CDRWROM Utility

E

Earl Gray

Is the a freeware program that would sit in the system tray and allow direct
writes to a CDRW drive. (Using WIN EXP Pro)

I would like to schedule back ups to a CDRW but need this utility.

Thanks Earl
 
P

PKC

Is the a freeware program that would sit in the system tray and allow
direct writes to a CDRW drive. (Using WIN EXP Pro)

I would like to schedule back ups to a CDRW but need this utility.

Thanks Earl

Nope...
 
A

A man

Is the a freeware program that would sit in the system tray and allow direct
writes to a CDRW drive. (Using WIN EXP Pro)

I would like to schedule back ups to a CDRW but need this utility.

What you are looking for is "packet writing software" for a CD
writer. Plus, you must use the special read/write CDs.

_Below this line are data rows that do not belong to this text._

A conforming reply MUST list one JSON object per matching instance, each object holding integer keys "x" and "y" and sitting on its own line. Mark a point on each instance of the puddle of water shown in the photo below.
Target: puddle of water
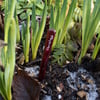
{"x": 75, "y": 79}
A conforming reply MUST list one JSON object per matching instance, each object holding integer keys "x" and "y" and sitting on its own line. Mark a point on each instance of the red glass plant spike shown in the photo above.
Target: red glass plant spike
{"x": 48, "y": 45}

Many CD drives come with this software, like HP computers come with
it, can't remember the name. I think Adaptec also has a version, but
discs written with an HP software cannot be read/written with Adaptec
software.
 
P

Paul Blarmy

On Fri, 7 Nov 2003 16:40:30 -0500, A man wrote...
What you are looking for is "packet writing software" for a CD
writer. Plus, you must use the special read/write CDs.

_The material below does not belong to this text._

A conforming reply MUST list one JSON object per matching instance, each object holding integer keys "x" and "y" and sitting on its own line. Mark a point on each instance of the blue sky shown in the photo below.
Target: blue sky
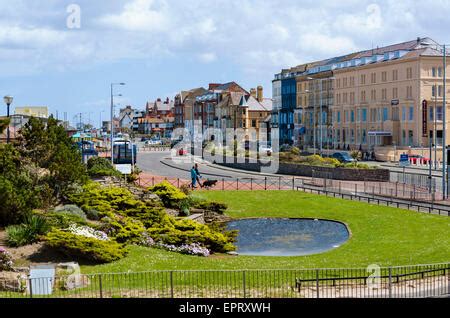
{"x": 159, "y": 47}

You could do multi-session on a standard CD-R to achieve similar results.
 
D

Donald G. Davis

You could do multi-session on a standard CD-R to achieve similar results.

Doesn't that require manually running a CD-R mastering program?
He wanted something running in the background that would enable writing to
the disc. My favorite for this is Stomp DLA, but that's not freeware.
 
B

bambam

Top post fixed
Thanks that was helpful..

And factually correct, there isn't one.
Besides that packet writing is less than reliable. Use multisession
instead.
 
R

Richard Steven Hack

Is the a freeware program that would sit in the system tray and allow direct
writes to a CDRW drive. (Using WIN EXP Pro)

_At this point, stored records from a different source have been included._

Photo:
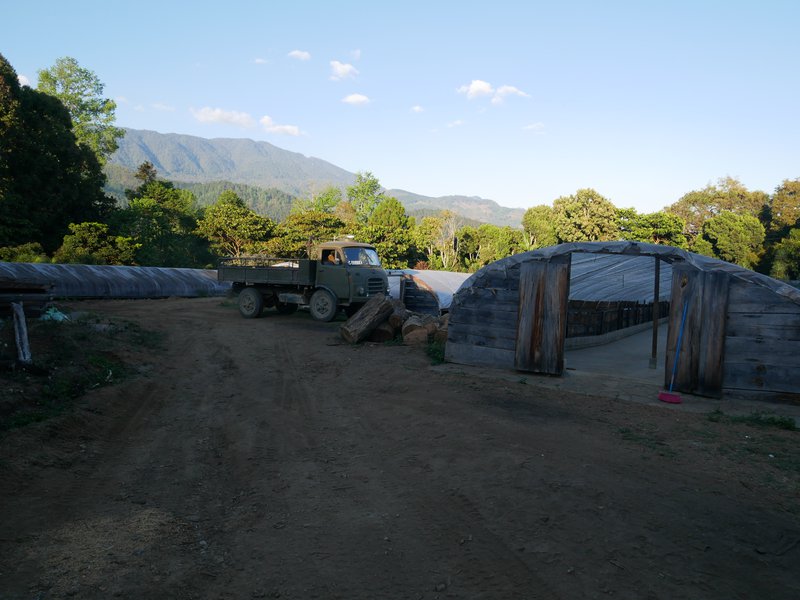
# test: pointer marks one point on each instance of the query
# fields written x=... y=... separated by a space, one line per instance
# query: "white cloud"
x=356 y=99
x=507 y=90
x=535 y=127
x=271 y=127
x=218 y=115
x=342 y=70
x=476 y=88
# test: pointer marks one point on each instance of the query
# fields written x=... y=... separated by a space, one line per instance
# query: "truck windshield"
x=362 y=256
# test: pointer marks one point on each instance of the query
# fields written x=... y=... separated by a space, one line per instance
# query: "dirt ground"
x=268 y=459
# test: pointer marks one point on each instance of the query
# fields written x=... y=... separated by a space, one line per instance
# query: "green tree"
x=389 y=229
x=735 y=238
x=786 y=264
x=697 y=206
x=654 y=228
x=30 y=252
x=91 y=244
x=538 y=223
x=231 y=227
x=437 y=238
x=298 y=234
x=785 y=205
x=468 y=247
x=325 y=201
x=365 y=195
x=585 y=216
x=162 y=220
x=80 y=91
x=47 y=180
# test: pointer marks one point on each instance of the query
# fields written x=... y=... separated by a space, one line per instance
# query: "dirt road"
x=267 y=459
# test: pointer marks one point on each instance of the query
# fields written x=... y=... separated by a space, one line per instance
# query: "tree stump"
x=360 y=325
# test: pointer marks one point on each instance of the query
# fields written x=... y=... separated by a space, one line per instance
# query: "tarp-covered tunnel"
x=104 y=281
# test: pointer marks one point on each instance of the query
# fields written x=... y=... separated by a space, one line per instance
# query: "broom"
x=670 y=396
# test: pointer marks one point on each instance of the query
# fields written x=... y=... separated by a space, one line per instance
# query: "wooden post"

I would like to schedule back ups to a CDRW but need this utility.

Well, there's no freeware UDF packet-writing software that I know of
(on the Windows side, at least - I think Linux has a UDF driver either
in the latest kernels or externally, I'm not sure which). You usually
have to buy some CD burning software like NTI CDNow or Nero Burning
ROM or Adaptec and you get the packet stuff as a driver with it.

Only a couple freeware backup utilities use UDF packet drivers anyway.
Most of them write to the hard disk and then you burn the backed up
directories manually. That's why I bought a cheap older edition of
NTI BackupNow recently (OT) - no freeware can do the job basically.